I came to review a Va Va Vixens show intended to pay tribute to Prince and his music. What I encountered was a story about legality forcing a group of artists to adapt and conquer.
On Thursday, one hour before the doors were due to open for the first performance, Vixens Artistic Director Lisa Frye received a Cease and Desist notice via registered email from representatives of the late musical artist’s estate. After four months of preparation, the company was forced to pull the plug on the show.
Frye affirms that the company always pays royalties for music used in their productions to ASCAP (American Society of Composers, Authors, and Publishers), and was taken by surprise by the notice, but confusion in establishing the heirs to Prince’s estate and who would be handling music rights resulted in changes to the licensing for his back catalog. A flurry of communications that included consultation with local attorneys brought Frye to the unfortunate decision to cancel Thursday evening’s performance. Refunds were issued, although some attendees hung out to take advantage of the cash bar and witnessed the first steps in the reinvention of the show. The cast and crew sat in a circle on the stage with pens and paper and went to work reimagining the production.
24 hours later, the Vixens troupe presented the untitled replacement show. From dress rehearsal photographs, it is clear that a few routines remained intact, with an exchange of music, while some other elements were swapped out for other choreography, and songs for three live vocalists were exchanged.
If the new show lacked the overarching, unifying theme of Prince, it remained a worthy catalog of the skills and aesthetic and statement about the determination of the performers. Lady Stardust explained the circumstances before launching into a spirited rendition of “I Will Survive” that set the slightly defiant tone for the evening.

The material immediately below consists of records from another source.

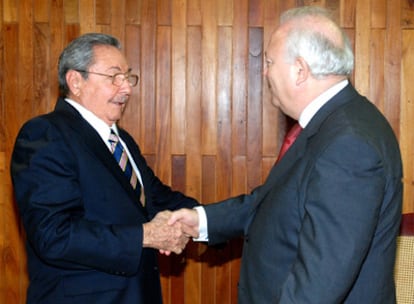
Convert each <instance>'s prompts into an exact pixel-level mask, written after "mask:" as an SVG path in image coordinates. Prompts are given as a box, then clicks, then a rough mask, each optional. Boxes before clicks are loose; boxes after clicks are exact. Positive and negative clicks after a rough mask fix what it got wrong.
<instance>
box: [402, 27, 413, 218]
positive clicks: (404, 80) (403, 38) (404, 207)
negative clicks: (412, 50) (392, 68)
mask: <svg viewBox="0 0 414 304" xmlns="http://www.w3.org/2000/svg"><path fill="white" fill-rule="evenodd" d="M413 47H414V33H413V32H412V31H410V30H404V31H403V32H402V54H403V55H402V60H401V62H402V84H401V89H402V94H401V123H400V128H401V136H400V146H401V153H402V157H403V162H404V163H403V164H404V179H403V181H404V204H403V212H413V210H414V186H413V185H414V152H413V151H414V132H413V130H414V119H413V117H414V87H413V83H414V76H413V73H412V65H413V62H414V53H413V52H412V49H413Z"/></svg>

It also left the focus on the skills and sexual expression of the performers. There was an abundance of style and showmanship to be sure, but the structure seemed more episodic, a succession of vignettes less connected thematically. After the bravura opening number, the show did seem to struggle to find its sure footing, but as the evening progressed, the appropriate levels of moxie and empowerment took over, with sharp, precise dancing, and most impressive, some dazzling aerial work.
All of which is to be expected from this company. But the fun comes from a shadow dance behind a white cloth and a riotous bathtub from which emerge a bevy of bathing beauties; the grace comes from a lovely use of hoops in a group dance and offstage performance in silks, and the sexy comes in almost all of it, but unexpectedly in an erotic pas de duex between two women in a suspended cube and a nearly confrontational carnal lira routine with a man and a woman.

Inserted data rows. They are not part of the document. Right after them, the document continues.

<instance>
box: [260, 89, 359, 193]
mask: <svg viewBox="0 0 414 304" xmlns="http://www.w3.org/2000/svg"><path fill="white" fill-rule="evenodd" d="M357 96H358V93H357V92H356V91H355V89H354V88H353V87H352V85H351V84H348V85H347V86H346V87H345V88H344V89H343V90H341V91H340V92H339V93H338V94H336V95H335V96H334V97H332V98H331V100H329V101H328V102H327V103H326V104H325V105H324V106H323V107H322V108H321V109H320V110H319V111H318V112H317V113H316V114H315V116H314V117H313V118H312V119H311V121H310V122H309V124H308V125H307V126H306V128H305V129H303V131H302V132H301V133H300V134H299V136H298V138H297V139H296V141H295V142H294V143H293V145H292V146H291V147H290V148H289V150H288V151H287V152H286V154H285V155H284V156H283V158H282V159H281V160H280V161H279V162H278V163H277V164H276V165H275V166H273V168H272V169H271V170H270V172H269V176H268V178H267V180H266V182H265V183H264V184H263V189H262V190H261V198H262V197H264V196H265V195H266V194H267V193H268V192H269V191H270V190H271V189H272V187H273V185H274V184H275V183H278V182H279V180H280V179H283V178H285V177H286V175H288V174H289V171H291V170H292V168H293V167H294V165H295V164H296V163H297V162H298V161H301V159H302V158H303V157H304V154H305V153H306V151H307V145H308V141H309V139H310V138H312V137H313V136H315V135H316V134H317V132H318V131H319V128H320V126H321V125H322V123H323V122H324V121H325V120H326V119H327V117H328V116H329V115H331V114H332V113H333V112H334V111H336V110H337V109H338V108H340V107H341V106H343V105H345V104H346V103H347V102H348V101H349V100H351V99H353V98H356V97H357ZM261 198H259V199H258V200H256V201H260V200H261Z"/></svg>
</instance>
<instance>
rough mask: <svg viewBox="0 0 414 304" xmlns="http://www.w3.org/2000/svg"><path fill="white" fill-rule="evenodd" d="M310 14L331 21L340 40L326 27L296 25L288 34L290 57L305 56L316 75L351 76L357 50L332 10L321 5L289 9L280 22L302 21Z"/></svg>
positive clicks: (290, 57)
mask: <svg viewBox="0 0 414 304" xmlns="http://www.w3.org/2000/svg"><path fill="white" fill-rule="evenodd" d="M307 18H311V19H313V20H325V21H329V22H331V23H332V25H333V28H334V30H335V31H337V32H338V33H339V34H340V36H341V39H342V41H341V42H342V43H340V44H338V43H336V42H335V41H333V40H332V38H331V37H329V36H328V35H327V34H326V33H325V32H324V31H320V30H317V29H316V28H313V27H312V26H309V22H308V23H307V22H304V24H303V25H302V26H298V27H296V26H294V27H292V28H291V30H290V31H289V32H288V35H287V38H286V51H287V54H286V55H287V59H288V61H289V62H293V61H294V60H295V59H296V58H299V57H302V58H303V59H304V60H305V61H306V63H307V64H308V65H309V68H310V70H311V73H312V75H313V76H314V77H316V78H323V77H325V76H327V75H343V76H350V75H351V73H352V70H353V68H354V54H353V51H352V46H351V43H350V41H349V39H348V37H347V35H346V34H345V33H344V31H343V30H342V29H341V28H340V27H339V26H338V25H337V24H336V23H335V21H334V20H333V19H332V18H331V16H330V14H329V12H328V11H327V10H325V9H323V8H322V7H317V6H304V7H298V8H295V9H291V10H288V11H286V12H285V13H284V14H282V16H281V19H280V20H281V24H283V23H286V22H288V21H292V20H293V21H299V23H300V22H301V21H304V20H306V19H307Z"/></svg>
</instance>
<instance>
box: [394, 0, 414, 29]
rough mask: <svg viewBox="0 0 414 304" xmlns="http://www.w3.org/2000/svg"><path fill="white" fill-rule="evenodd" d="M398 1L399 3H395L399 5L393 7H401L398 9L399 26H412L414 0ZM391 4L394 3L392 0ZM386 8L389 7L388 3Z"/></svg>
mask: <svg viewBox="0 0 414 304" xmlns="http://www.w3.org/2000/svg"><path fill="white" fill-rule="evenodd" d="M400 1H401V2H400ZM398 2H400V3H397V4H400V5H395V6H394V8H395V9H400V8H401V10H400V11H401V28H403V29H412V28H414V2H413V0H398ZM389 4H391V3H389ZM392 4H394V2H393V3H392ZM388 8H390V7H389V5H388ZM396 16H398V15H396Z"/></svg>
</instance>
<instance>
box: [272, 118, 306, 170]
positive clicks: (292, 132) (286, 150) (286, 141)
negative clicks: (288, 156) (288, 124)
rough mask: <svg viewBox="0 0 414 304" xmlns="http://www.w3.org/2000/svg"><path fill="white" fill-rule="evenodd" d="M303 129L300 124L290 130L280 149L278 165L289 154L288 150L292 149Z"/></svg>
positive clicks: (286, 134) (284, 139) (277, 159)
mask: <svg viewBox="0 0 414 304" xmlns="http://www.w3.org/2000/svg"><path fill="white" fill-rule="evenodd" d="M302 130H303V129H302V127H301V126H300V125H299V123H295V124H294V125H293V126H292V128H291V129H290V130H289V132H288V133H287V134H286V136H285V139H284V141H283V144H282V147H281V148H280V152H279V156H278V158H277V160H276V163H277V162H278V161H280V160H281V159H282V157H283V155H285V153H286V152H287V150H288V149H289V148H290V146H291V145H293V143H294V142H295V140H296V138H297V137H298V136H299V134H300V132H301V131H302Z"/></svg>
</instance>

While the Vixens are undeniably sexy, if you have not seen a performance, it likely comes off as a problematic opportunity for objectification. The reality is that there are far more empowerment and celebration of the sexuality of a range of body types in motion and the beauty of exposed skin of varying colors than prurient appeal.
And it is for that very reason that one can only imagine that, if Prince himself were still alive, he would approve.
Va Va Revolutionary: Cease And Desist
June 7-9, 2019
Va Va Vixens
1433 South Shelby Street
Louisville, KY 40217
Keith Waits is a native of Louisville who works at Louisville Visual Art during the days, including being the host of LVA’s Artebella On The Radio on WXOX 97.1 FM / ARTxFM.com, but spends most of his evenings indulging his taste for theatre, music and visual arts. His work has appeared in Pure Uncut Candy, TheatreLouisville, and Louisville Mojo. He is now Managing Editor for Arts-Louisville.com.